Later in session, though, she told me she had actually been taking care of her baby by herself since birth, with little respite. Her husband, Peter*, had been working long hours and was “never home.”

When he came home from work, her husband would usually state how tired he was, take a shower and inquire about dinner. He was a good husband, Nicole said; a good provider who never got angry at her, even when she didn’t have dinner ready or any groceries at home. He was happy to order in. No complaints.

When I inquired about Peter’s involvement with the baby and whether he sometimes took care of him, Nicole’s response was that Peter was “not good with babies” and, that he promised that he was going to “take the kid to Hockey when he was old enough to play.”

Nicole and Peter were new in town and did not have any family of friends close by. Nicole attended pre-natal classes while she was pregnant and met a couple of women she sometimes talked to on the phone. She did not participate in any mother-baby group because, she said, she was too exhausted and too moody to be able to pull herself together, pack a bag for the baby and get herself anywhere in time. Nicole was completely isolated and stated she had been feeling very lonely and sad. She said she had been feeling this way for months. I conducted a clinical interview and reviewed a couple of scales Nicole filled out. I determined that Nicole was moderately depressed.

Nicole did not have any history of depression or another mental illness and there was no known mental illness in her family. She was fairly satisfied in her marriage and the pregnancy was planned and wanted by both her husband and herself. During pregnancy, she did not experience any symptoms of depression and her score on the EPDS was non-clinical.
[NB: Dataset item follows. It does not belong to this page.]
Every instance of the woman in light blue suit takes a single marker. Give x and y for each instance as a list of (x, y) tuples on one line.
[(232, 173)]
So how come Nicole developed Postpartum Depression? What did you think should have been noted and, should she have been flagged by her maternity care provided as being “at risk”? How would a care provider for pregnant women, such as a midwife, an ObGyn, a therapist, a family physician who provides maternity care or a doula come to realize that a pregnant woman might be at risk for Postpartum Depression despite a low score on the EPDS and being asymptomatic?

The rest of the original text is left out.